I have been reading the book "Introduction To Statistics, A Customised Edition of Statistics For Business and Economics" by P. Newbold et al.
As I understand their statement of classical probability:
...Classical probability is the propertion of times that an event will occur assuming that all outcomes in are sample space a equally likely to occur...
So as I understand it, we assume each outcome is equally likely, so for, say a die roll my sample space, the set of all possible outcomes of a random experiment, is {1, 2, 3, 4, 5, 6}.
Ie.
$$ P(A)=\frac{number\ of\ outcomes\ relevant\ to\ event\ A}{total\ number\ of\ outcomes} = \frac{N_A}{N} $$
My first question had been:
- Is it correct to say that we have to assume each outcome is equally likely?
My thinking had been this: So if I want the probability I roll a 6, for example, the number of relevant outputs is len({6}) = 1 and the total number of outcomes is len({1,2,3,4,5,6}) = 6, so I would say P(6) is 1/6.
But what if my dice is unfair. How can I represent this in classical probability? The number of outcomes remain the same... what tools does classic probability have to allow for this? Or is this where relative frequency probability is required?
The reason I was asking is that I couldn't see how we could, using classical probability, model a biased dice for example. I think now that it can't and that to model events of unequal probability we need relative frequency probability.
All I was asking for was confirmation that my thinking on this was correct. It seems there has been quite dome disagreement on it, but above is a verbatim quote from the book.

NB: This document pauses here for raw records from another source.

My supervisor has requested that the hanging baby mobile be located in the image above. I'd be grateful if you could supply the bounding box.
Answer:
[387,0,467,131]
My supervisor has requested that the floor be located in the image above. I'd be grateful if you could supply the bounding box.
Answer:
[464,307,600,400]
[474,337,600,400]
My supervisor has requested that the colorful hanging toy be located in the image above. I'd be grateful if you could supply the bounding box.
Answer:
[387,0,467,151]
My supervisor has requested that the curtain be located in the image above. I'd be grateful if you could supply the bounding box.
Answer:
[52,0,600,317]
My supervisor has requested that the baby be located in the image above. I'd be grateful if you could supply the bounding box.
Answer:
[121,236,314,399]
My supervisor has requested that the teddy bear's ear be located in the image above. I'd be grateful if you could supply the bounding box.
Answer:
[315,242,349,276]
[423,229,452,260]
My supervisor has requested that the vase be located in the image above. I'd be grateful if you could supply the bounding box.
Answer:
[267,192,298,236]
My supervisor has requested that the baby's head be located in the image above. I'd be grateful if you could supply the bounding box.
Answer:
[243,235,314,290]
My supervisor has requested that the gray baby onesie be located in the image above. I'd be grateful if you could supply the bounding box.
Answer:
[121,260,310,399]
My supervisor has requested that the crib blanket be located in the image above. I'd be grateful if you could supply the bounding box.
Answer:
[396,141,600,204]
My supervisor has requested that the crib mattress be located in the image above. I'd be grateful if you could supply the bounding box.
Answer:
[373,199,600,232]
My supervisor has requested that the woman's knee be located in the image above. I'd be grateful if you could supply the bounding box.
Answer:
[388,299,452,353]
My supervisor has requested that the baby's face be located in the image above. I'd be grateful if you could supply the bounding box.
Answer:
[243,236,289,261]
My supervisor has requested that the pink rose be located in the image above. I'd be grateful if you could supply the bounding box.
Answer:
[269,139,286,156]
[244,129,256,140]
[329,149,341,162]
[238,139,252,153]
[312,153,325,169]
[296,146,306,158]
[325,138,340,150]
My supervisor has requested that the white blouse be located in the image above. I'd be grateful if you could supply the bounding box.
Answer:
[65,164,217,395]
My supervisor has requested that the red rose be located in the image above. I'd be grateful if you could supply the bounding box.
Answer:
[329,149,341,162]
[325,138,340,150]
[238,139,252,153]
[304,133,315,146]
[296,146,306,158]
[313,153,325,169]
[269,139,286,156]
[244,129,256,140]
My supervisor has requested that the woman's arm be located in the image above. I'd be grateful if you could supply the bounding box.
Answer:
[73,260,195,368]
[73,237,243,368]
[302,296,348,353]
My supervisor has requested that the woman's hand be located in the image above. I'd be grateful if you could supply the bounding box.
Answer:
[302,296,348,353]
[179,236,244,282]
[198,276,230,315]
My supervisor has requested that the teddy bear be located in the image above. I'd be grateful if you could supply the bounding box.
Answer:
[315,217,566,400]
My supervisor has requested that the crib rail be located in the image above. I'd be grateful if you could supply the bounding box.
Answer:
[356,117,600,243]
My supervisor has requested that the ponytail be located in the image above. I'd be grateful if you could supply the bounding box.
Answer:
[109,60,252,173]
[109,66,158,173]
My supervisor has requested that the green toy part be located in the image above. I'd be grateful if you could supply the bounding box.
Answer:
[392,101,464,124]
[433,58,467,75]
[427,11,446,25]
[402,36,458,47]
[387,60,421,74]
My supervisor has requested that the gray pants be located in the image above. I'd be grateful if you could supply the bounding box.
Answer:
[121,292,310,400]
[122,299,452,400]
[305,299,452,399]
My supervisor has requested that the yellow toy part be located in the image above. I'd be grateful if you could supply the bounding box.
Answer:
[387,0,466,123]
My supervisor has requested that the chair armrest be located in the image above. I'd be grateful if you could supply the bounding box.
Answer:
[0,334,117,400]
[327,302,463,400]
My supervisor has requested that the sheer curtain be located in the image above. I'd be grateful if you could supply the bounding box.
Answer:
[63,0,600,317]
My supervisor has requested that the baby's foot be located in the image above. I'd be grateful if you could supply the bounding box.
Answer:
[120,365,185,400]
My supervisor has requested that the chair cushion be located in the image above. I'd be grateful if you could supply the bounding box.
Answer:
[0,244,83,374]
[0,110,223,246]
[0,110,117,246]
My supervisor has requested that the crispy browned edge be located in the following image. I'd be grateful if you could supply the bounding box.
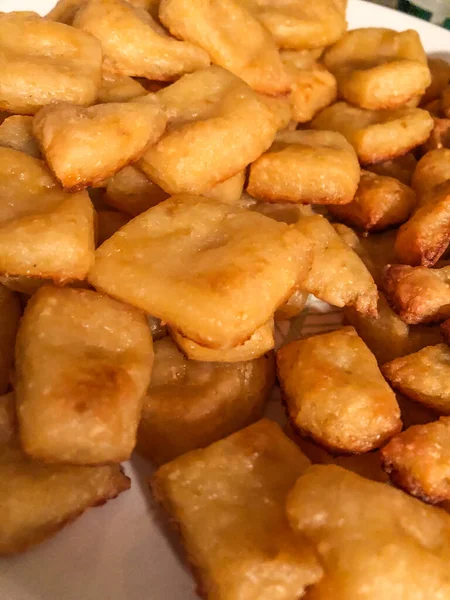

So... given this, the book also makes the following definitions:
Sample Space = The set of all possible basic outcomes from a random experiment.
Population = The complete set of items or "events" of interest. Size is very large, denoted N, possibly infinite.
So my next question had been,
- Is the "sample space" in this case (for classical probability) also the population? .
Still not sure if sample space is the same as population: I have understood "sample space" as "the set of all possible basic outcomes from a random experiment." I have understood population as "the complete set of items or "events" of interest"... so surely all possible results of an experiment must be the complete set of items of interest, so the two terms are equivalent? This seems wrong to me, but I don't have a grasp as to why?
In fact even in relative frequency probability, how do these two terms really differ.